Diffusion Curriculum: Synthetic-to-Real Generative Curriculum Learning via Image-Guided Diffusion

Yijun Liang,Shweta Bhardwaj,Tianyi Zhou
2024-10-18
Abstract:Low-quality or scarce data has posed significant challenges for training deep neural networks in practice. While classical data augmentation cannot contribute very different new data, diffusion models opens up a new door to build self-evolving AI by generating high-quality and diverse synthetic data through text-guided prompts. However, text-only guidance cannot control synthetic images' proximity to the original images, resulting in out-of-distribution data detrimental to the model performance. To overcome the limitation, we study image guidance to achieve a spectrum of interpolations between synthetic and real images. With stronger image guidance, the generated images are similar to the training data but hard to learn. While with weaker image guidance, the synthetic images will be easier for model but contribute to a larger distribution gap with the original data. The generated full spectrum of data enables us to build a novel "Diffusion Curriculum (DisCL)". DisCL adjusts the image guidance level of image synthesis for each training stage: It identifies and focuses on hard samples for the model and assesses the most effective guidance level of synthetic images to improve hard data learning. We apply DisCL to two challenging tasks: long-tail (LT) classification and learning from low-quality data. It focuses on lower-guidance images of high-quality to learn prototypical features as a warm-up of learning higher-guidance images that might be weak on diversity or quality. Extensive experiments showcase a gain of 2.7% and 2.1% in OOD and ID macro-accuracy when applying DisCL to iWildCam dataset. On ImageNet-LT, DisCL improves the base model's tail-class accuracy from 4.4% to 23.64% and leads to a 4.02% improvement in all-class accuracy.
Computer Vision and Pattern Recognition,Artificial Intelligence
What problem does this paper attempt to address?
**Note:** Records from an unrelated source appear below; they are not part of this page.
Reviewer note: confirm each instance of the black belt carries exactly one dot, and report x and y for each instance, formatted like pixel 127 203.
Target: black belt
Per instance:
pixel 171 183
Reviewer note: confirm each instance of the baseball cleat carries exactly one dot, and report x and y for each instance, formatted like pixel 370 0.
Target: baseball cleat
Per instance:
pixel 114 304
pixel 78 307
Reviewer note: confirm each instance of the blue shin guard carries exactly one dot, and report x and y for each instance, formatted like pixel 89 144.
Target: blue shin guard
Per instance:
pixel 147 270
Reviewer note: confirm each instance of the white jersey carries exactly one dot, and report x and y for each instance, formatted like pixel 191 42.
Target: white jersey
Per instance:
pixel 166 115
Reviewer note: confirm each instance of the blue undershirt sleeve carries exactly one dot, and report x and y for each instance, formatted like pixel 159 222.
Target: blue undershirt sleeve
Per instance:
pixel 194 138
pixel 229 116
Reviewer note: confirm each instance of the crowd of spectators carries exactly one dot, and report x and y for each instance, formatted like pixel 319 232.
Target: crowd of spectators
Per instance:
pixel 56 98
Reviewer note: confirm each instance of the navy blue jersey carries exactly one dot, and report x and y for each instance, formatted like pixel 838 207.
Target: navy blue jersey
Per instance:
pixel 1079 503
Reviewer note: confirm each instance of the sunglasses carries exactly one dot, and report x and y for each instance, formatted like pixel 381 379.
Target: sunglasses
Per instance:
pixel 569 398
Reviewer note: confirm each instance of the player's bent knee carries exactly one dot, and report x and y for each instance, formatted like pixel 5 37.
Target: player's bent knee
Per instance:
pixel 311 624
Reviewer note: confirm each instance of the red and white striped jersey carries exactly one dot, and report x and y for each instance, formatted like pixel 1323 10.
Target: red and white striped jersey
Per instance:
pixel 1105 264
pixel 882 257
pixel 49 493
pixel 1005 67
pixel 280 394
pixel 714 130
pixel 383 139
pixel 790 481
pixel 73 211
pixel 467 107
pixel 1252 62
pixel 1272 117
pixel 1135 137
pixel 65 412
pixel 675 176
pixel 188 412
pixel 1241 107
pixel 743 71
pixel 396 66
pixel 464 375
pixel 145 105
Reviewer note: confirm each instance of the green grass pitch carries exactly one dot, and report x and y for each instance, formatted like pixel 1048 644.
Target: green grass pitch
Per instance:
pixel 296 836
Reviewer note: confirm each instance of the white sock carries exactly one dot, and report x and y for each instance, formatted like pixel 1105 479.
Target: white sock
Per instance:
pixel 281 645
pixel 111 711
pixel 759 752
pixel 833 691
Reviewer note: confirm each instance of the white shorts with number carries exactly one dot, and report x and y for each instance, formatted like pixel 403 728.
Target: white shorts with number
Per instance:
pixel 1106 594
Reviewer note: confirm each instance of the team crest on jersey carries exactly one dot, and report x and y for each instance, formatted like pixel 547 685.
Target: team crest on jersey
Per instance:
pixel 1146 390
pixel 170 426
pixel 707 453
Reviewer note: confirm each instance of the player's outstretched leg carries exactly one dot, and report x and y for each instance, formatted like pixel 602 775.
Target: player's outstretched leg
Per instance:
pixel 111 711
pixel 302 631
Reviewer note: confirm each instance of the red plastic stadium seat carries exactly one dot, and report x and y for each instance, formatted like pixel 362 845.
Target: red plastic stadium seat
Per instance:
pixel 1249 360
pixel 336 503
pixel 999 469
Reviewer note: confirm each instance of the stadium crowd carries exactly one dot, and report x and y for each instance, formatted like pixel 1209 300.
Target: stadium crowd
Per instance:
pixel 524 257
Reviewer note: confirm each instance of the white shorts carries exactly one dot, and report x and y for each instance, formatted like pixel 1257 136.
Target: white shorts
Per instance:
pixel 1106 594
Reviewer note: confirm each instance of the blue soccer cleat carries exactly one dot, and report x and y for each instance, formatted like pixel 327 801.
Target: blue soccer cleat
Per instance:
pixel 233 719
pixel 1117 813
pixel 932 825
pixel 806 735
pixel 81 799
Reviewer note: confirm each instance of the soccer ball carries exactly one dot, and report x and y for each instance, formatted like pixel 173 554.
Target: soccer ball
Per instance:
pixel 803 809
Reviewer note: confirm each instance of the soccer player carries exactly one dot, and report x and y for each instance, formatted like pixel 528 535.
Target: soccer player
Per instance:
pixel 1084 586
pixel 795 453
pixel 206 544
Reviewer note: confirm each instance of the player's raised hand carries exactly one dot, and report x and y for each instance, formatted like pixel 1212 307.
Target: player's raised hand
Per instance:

The paper attempts to address the issue of poor training performance of deep neural networks in practical applications due to low data quality or insufficient data quantity. Specifically: 1. **Data Quality Issues**: In many real-world scenarios, data is collected from real environments, so the quality and quantity of data are often not guaranteed. For example, images captured by field cameras, traffic cameras, sports cameras, or robot cameras may be affected by lighting conditions, weather, motion blur, or object positions, all of which can impact data quality. 2. **Data Imbalance Issues**: In the collected data, the number of samples in different categories may be very imbalanced, leading to poor performance of the model on minority categories (i.e., tail categories). 3. **Data Distribution Gap Issues**: Low-quality or insufficient data can increase the distribution gap between training data and test data, thereby affecting the model's generalization performance. To address these issues, the paper proposes a new method called "Diffusion Curriculum Learning" (DisCL). DisCL compensates for the deficiencies of the original data by generating high-quality and diverse synthetic data and gradually narrows the gap between synthetic data and real data by adjusting the generation method of synthetic data. Specifically, DisCL includes two stages: 1. **Synthetic to Real Data Generation**: Using a pre-trained model to identify "hard samples" in the original data and generating a full spectrum of data from fully synthetic to nearly real data by adjusting the image guidance level. 2. **Generative Curriculum Learning**: Selecting appropriate synthetic data for training according to different stages of training. In this way, DisCL can adjust the quality, diversity, and difficulty of the data at different training stages, thereby improving the model's performance in handling difficult data. The paper validates the effectiveness of DisCL on two challenging tasks: long-tail classification and learning from low-quality data. Experimental results show that DisCL significantly improves the model's performance on these tasks, especially in handling tail categories and low-quality data.